Мы видим, что локальный колорит рассказов Горышина, его любовь к сибирской, геологической тематике — не плод произвольного выбора. Это — та же самая форма поиска сильного и цельного героя, которую в поэзии демонстрирует, скажем. Павлинов. В поэзии, кстати, наивность подобного переодевания особенно видна. Когда в начале шестидесятых годов в стихах иных сокрушивших парадность поэтов румяные и отглаженные лирические герои отпустили щетину, влезли в грубые штурмовки и грязные сапоги, ринулись к кострам и урочищам и там, ухая и надсаживаясь, принялись ломать землю ломами, крошить кирками, молотить молотками и пересекать решительными маршрутами, и непременно — чтоб с тяжестью в ногах, с ручьями пота на скулах, и непременно — чтоб рюкзак потертый! — в тот-то самый момент и стало ясно, что от простой перемены костюма сущность еще не меняется. Глеб Горышин не корчует розовых садиков во имя дебрей, чтобы потом корчевать дебри во имя новых садиков, он серьезен, и его поиск неподдельно серьезен тоже. Но ведь, по сути, и горышинский герой повторяет маршрут наших поэтических тартаренов, он ищет — увы — по горизонтали, он переезжает на пять тысяч верст восточнее, пристраивается к геологической партии и чувствует себя мужчиной.

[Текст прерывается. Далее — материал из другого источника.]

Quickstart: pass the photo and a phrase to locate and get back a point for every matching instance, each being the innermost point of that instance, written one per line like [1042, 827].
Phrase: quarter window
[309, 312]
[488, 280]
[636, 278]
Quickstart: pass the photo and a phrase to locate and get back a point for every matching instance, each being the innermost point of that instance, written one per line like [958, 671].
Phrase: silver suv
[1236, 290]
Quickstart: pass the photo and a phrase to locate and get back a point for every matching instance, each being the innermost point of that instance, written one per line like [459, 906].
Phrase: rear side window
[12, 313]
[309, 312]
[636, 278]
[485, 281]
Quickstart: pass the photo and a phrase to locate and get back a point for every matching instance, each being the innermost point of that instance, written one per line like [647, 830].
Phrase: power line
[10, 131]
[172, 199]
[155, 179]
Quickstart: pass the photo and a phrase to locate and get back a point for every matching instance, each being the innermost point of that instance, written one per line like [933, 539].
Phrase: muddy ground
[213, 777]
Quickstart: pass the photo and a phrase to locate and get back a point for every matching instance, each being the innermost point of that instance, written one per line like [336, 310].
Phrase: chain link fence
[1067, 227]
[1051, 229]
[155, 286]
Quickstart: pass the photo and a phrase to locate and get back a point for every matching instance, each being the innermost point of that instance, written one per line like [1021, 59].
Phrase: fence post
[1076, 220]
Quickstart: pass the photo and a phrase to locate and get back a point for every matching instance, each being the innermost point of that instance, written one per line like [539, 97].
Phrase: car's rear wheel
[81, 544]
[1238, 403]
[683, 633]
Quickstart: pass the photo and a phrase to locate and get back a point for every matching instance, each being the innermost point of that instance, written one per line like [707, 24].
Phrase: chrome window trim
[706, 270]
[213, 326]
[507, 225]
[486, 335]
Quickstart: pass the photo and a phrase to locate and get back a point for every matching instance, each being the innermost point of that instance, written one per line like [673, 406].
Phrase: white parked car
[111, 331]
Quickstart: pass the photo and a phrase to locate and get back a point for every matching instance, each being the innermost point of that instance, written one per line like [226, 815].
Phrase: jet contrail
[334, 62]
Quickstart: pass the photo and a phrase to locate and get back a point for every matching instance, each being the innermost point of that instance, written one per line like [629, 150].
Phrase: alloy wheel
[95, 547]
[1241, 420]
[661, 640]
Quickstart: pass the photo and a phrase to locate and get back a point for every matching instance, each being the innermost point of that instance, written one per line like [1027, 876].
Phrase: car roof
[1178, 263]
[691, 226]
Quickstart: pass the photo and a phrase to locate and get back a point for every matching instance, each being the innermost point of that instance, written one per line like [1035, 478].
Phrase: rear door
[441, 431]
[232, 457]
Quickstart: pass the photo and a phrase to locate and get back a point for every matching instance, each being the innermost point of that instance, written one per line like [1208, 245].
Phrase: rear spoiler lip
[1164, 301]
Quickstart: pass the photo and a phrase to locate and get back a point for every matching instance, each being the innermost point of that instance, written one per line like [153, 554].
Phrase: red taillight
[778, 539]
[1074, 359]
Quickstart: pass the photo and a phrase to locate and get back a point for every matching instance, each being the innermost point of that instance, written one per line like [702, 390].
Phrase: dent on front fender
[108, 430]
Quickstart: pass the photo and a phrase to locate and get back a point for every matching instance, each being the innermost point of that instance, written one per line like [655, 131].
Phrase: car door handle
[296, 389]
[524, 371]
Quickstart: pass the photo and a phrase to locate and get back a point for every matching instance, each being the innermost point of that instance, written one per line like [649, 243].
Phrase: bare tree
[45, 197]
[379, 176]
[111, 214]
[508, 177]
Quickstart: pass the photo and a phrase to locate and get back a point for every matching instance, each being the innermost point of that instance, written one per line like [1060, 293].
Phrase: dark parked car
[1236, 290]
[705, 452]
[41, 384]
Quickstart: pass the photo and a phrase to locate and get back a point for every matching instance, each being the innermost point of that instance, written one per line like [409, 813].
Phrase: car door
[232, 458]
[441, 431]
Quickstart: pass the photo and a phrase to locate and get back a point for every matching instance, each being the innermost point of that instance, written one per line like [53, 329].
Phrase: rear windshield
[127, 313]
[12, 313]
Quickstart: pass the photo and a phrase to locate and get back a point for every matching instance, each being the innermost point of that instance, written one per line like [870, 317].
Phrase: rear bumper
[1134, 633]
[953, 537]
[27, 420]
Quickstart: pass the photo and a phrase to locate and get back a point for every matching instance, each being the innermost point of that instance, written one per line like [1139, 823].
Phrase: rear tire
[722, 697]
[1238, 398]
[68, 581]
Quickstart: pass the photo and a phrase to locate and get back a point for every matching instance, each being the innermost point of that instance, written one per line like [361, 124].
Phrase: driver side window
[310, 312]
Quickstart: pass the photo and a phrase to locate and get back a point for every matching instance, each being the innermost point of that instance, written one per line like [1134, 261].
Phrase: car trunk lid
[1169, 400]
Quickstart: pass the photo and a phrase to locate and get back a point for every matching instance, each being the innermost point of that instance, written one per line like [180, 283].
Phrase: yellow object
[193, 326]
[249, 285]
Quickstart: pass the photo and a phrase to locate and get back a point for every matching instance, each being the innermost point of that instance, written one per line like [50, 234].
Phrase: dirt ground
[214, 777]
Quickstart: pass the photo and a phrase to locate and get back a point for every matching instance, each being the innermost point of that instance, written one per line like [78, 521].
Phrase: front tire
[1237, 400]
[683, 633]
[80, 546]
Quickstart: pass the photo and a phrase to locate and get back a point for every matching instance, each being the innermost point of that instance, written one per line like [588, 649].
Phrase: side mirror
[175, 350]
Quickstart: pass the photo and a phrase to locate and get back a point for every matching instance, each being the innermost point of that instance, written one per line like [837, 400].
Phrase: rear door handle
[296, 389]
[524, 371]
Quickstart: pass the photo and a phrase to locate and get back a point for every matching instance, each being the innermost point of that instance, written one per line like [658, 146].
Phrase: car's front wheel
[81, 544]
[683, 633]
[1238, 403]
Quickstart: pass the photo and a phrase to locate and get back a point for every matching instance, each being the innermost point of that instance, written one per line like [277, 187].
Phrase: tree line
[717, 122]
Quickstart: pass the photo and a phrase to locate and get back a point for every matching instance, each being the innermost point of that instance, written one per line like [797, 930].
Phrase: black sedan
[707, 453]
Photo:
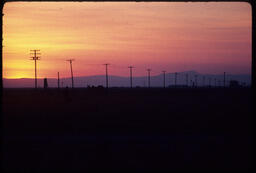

Это, вообще говоря, тоже выход. Но вот только не на все случаи жизни. Публичная-то библиотека в Ленинграде остается. И кто-то ведает там испанскими книгами… «Да, это верно, что гигантский труд советской власти на Дальнем Востоке способен изменить и изменяет души тысяч и миллионов людей, — писал в тридцатые годы проницательнейший критик А. Роскин, словно предугадывая дилемму, стоящую перед горышинским героем. — Однако, к счастью, более совершенными творениями рождаются люди вновь и на Арбате».